A winner of Top 30 Under 30 in 2016, Crimean Tatar journalist Sevgil Musayeva presented the prize to the Crimean Tatar filmmaker Nariman Aliyev. His full feature debut, which follows a Crimean Tatar family in modern Ukraine, has received multiple awards since premiering at the Cannes Film Festival in May.
“Unfortunately, Nariman and I are of the third generation of Crimean Tatars who have lost their home. And this movie turned out so profound because it has the pain of three generations of Crimean Tatars,” Musayeva said.
Aliyev says he sends all of his awards to his mother, who lives in Russian-occupied Crimea. She puts them in his room.
“I can’t sleep in my room for now,” Aliyev says. “But I’m sure that, when I come back there, I will still be a little less than thirty.”
Several musicians, including hip hop stars Alyona Alyona and Alina Pash, are also on the winners’ list this year. Pash, who mixes hip hop and Ukrainian folk motifs in her music, received the prize from former investigative journalist and lawmaker Sergii Leshchenko, a Kyiv Post columnist.
As he was presenting the award, Leshchenko emphasized that Pash, 26, had a number of opportunities to move abroad but instead she chose to stay here and, furthermore, promote Ukrainian identity.
Pash said that she is honored to have made it to the Top 30 Under 30 list for doing what she loves the most — creating brave, unconventional music.
“I want to stay in this country because my roots, my language are here,” Pash said. “I can do it in English or in Russian, but the best way I do it is in Ukrainian.”
A very touching moment came during the ceremony when Oleksiy Martsyniuk, the deputy defense minister, presented the award to Ukrainian military officer Roman Bagayev and war veteran Roman Nabozhniak. Both of them defended Ukraine in Russia’s war, which has killed almost 14,000 people since 2014.
Martsyniuk, who has been in the office for nearly two months, said that it would have been impossible to hold events like this ceremony if soldiers like Bagayev and Nabozhniak haven’t defended our country.
“These are our true heroes,” he said through tears.
Bagayev, 29, the two-time top tank ace in Ukraine’s army who proved to be an exceptionally talented commander, said he did not feel comfortable being present at such events.
Bagayev said that as a military officer, he would prefer to be “in a forest, close to a tank where it is much safer.”
“I have not achieved anything, I’m just doing my job,” Bagayev said.
Three journalists from Ukraine’s leading investigative media have received the award this year, too. The Kyiv Post’s chief editor, Brian Bonner, presented the prizes to Valeriya Egoshyna of Schemes, Lesya Ivanova of Bihus.Info and Kateryna Lykhohliad of Slidstvo.Info.

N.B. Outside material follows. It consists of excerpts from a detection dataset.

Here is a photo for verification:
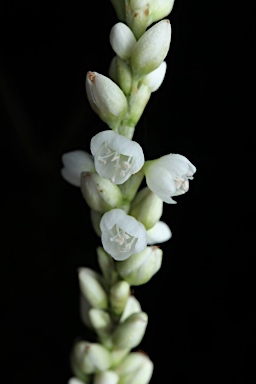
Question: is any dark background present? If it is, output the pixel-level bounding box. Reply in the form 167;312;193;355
0;0;256;384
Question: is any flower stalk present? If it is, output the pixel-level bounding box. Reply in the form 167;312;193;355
61;0;196;384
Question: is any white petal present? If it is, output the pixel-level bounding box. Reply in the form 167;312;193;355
109;23;136;60
100;209;147;260
91;130;144;184
61;150;95;187
147;221;172;245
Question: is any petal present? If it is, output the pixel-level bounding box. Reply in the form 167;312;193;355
61;150;95;187
147;221;172;245
91;130;144;184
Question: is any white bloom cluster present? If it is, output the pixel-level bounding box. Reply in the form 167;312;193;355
61;0;196;384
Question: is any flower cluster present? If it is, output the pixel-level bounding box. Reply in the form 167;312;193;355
61;0;196;384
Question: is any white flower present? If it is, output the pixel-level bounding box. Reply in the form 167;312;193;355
147;221;172;245
100;209;147;260
91;130;144;184
144;153;196;204
61;150;95;187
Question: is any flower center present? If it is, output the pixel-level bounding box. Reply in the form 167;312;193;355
110;224;138;252
98;142;133;183
174;176;190;195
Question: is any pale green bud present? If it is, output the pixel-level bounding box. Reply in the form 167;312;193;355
116;56;132;96
125;0;151;39
110;348;130;368
85;72;128;130
148;0;174;26
131;20;171;79
97;247;118;286
93;371;119;384
113;312;148;349
116;352;154;384
68;377;85;384
81;172;123;213
118;296;141;323
109;23;136;60
90;209;102;237
117;246;163;285
89;308;112;334
129;187;163;229
108;56;132;96
110;281;130;316
119;84;151;136
142;61;167;92
78;268;108;309
110;0;125;21
73;341;111;374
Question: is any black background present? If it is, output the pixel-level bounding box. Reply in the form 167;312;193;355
0;0;256;384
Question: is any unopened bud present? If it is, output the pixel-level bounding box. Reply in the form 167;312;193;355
113;312;148;349
148;0;174;25
78;268;108;309
116;352;154;384
117;246;163;285
93;371;119;384
131;20;171;78
142;61;167;92
109;23;136;60
110;0;125;21
129;187;163;229
110;281;130;316
68;377;85;384
86;72;127;130
81;172;123;213
120;296;141;323
97;247;118;286
72;341;111;374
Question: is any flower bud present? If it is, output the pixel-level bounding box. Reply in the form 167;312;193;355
68;377;85;384
142;61;167;92
119;296;141;323
113;312;148;349
61;150;95;187
131;20;171;78
81;172;123;213
129;187;163;229
109;23;136;60
97;247;118;286
72;341;111;374
78;268;108;309
116;352;154;384
89;308;112;334
110;0;125;21
148;0;174;26
90;209;102;237
86;72;127;130
117;246;163;285
125;0;151;39
109;281;130;316
147;221;172;245
93;371;119;384
80;292;92;329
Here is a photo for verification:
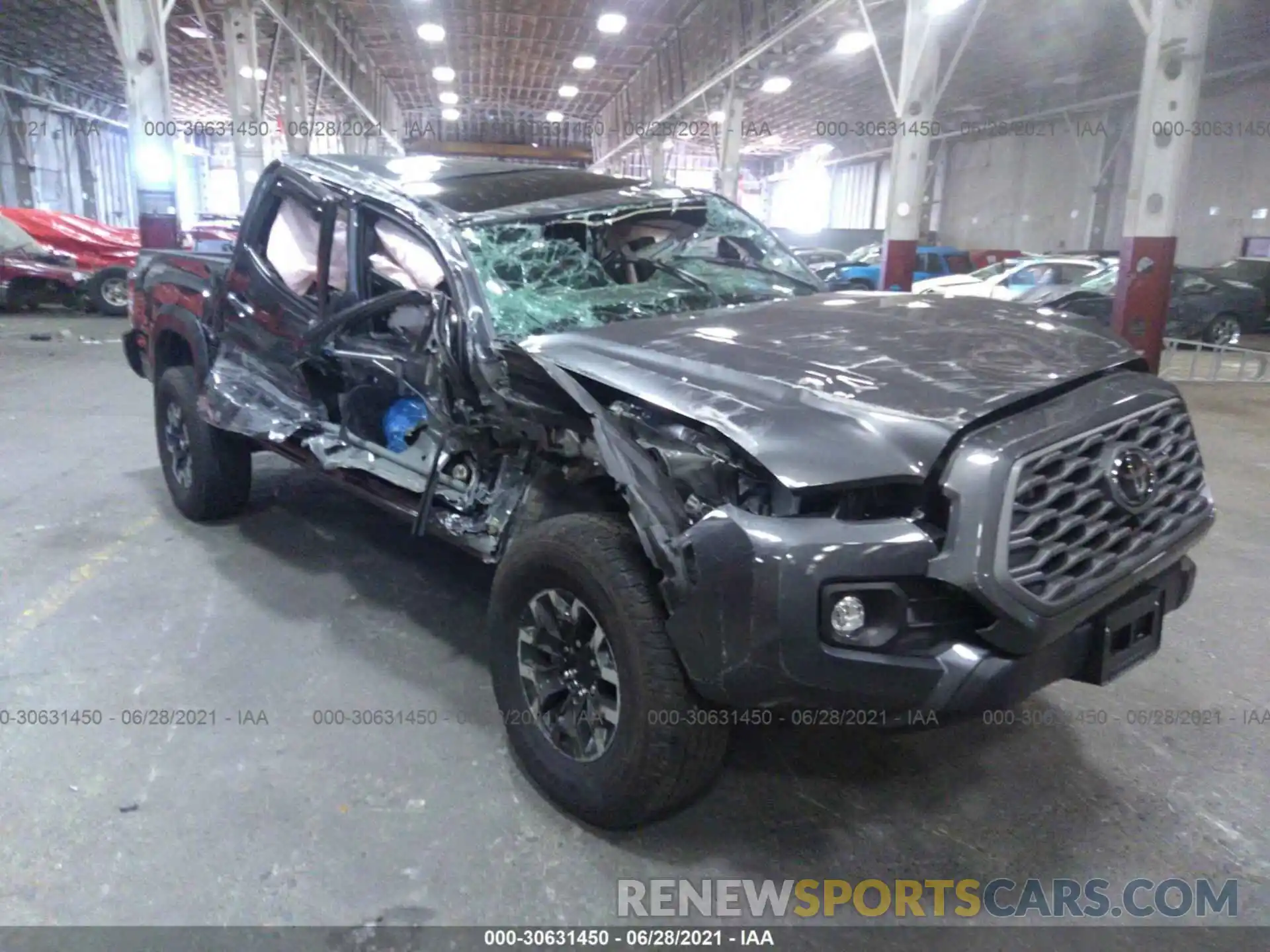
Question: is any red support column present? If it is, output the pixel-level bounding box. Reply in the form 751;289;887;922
878;239;917;291
1111;0;1213;371
1111;236;1177;372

“For me, and, I think, for society, journalists are heroes. And if journalists are heroes, then investigative journalists are superheroes. It’s very difficult, and it can be a very dangerous work,” Bonner said.
Egorshyna and Ivanova both pointed out that their foreign colleagues are often surprised that Ukraine’s leading investigative journalists are so young.
“To do investigative journalism, you have to spend sleepless nights while writing and filming stories. And you have to have strength, inspiration and energy, unfortunately, to withstand the pressure exerted on journalists in Ukraine,” Egorshyna said.
A number of civil society leaders were awarded by the Kyiv Post this time. One of them is 28-year-old communications expert Maria Artemenko, who runs three non-profit charity initiatives on top of her regular job.
In her acceptance speech, Artemenko encouraged everyone to join charitable initiatives and do good deeds.
“Everyone can change the world,” Artemenko said.